Broedel ocupou o cargo de diretor financeiro da instituição entre 2021 e meados de 2024. Segundo o processo judicial, ele deixou de informar uma relação financeira existente com uma das empresas contratadas pelo Itaú. O banco contratou a Care Consultoria, empresa controlada por um sócio de Broedel em outra companhia, a Broedel Consultores Associados, da qual o executivo também era acionista.

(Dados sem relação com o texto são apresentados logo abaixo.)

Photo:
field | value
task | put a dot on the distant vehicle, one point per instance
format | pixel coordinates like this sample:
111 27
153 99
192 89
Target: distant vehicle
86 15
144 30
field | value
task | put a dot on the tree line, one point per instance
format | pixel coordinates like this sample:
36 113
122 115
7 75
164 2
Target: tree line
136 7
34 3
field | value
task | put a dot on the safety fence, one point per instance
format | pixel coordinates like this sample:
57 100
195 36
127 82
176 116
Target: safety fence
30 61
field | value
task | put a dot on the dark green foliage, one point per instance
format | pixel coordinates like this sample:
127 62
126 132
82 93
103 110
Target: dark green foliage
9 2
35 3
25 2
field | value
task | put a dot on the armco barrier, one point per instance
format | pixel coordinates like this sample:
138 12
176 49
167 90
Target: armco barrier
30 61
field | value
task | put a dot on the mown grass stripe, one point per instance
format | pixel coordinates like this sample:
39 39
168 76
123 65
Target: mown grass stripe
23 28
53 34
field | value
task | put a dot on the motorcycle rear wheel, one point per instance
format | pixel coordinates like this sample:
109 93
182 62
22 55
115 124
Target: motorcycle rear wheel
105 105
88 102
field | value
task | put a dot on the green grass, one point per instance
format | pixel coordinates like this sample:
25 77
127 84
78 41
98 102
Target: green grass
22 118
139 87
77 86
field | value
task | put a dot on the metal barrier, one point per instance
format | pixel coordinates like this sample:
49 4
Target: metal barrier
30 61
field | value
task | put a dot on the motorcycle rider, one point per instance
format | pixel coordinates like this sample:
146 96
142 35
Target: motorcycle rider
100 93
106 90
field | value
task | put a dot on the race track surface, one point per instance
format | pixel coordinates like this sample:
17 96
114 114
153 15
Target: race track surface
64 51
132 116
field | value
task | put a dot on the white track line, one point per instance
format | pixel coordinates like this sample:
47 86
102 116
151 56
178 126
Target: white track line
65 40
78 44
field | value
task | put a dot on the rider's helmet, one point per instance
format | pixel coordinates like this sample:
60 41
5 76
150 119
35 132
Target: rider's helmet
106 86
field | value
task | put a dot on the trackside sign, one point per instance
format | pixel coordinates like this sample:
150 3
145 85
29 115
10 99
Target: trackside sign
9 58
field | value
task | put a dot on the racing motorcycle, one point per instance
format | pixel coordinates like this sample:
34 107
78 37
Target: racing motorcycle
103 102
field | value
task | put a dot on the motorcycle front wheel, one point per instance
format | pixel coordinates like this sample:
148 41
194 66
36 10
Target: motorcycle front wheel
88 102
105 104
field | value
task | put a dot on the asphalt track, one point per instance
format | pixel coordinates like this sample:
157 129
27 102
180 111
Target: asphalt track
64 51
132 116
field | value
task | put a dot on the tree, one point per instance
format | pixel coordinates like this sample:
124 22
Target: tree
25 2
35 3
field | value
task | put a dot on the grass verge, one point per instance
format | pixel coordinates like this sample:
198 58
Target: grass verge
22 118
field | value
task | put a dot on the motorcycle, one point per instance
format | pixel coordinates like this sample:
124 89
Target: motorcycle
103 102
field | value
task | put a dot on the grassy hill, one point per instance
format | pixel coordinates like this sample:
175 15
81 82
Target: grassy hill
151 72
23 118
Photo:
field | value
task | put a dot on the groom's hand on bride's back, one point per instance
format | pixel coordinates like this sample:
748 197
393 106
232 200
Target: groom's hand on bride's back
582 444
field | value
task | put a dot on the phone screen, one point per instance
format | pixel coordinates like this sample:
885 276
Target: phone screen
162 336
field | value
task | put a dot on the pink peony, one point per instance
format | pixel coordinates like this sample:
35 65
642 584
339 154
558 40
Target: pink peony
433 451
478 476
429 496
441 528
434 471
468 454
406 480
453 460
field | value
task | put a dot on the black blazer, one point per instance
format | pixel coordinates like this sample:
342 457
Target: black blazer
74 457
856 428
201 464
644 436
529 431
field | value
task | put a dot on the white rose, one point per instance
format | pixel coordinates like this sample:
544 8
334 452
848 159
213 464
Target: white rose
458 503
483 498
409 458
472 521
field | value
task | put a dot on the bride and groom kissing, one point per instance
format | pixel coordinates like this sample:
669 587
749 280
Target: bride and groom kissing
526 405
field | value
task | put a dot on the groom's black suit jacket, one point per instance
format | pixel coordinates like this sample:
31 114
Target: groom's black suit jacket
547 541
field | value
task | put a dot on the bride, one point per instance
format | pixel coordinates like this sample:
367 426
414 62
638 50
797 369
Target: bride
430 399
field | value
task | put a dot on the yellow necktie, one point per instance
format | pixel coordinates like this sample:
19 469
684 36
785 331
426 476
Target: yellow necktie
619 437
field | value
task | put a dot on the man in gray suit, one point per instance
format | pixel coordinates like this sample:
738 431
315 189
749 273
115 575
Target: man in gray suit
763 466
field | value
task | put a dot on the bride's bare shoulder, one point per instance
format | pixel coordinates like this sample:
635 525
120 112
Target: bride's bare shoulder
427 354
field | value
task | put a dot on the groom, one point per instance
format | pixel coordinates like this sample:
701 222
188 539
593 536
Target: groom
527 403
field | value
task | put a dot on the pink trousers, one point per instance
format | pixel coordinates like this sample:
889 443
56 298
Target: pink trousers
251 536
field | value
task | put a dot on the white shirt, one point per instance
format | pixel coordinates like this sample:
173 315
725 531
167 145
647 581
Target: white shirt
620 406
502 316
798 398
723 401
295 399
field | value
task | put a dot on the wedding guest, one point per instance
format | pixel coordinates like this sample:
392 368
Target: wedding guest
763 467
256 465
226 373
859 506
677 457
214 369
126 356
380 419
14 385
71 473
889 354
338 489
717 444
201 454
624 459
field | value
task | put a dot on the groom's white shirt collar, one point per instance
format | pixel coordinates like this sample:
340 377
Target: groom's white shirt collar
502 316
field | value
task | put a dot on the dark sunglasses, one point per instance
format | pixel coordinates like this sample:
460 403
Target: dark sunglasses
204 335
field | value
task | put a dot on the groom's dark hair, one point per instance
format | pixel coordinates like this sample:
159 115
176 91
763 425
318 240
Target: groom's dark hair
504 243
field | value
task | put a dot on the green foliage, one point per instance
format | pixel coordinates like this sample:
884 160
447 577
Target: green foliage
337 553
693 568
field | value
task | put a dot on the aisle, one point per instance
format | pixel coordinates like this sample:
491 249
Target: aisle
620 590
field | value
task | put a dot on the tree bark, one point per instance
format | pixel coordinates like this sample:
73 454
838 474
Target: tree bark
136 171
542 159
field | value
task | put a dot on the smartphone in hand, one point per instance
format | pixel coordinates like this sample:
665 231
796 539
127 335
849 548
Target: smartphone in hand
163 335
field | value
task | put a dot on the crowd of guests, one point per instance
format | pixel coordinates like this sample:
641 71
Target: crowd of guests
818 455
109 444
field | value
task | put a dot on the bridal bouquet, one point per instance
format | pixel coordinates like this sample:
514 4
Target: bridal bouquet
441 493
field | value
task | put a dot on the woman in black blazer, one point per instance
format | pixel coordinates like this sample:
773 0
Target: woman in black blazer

Os contratos firmados com a consultoria somaram R$ 13,3 milhões no período. A instituição financeira alegou que Broedel recebeu, por meio de acordo com o sócio, pelo menos R$ 4,9 milhões. A Justiça não encontrou provas de que o Itaú tivesse ciência de um entendimento informal que permitisse o recebimento desses valores pelo ex-executivo.
O caso surgiu após uma investigação interna conduzida pelo Itaú no final de 2024. Broedel contestou as acusações e informou à assessoria que pretende recorrer da condenação. Ele afirmou que o Itaú tinha conhecimento de sua relação com o sócio e deve apresentar documentos que comprovam essa comunicação.
A defesa também alegou que o banco adotou medidas para prejudicar sua reputação após sua saída do Itaú para assumir posição no Santander, na Espanha. O profissional declarou que sua atuação no Itaú foi ética e transparente, e que continuará recorrendo à Justiça.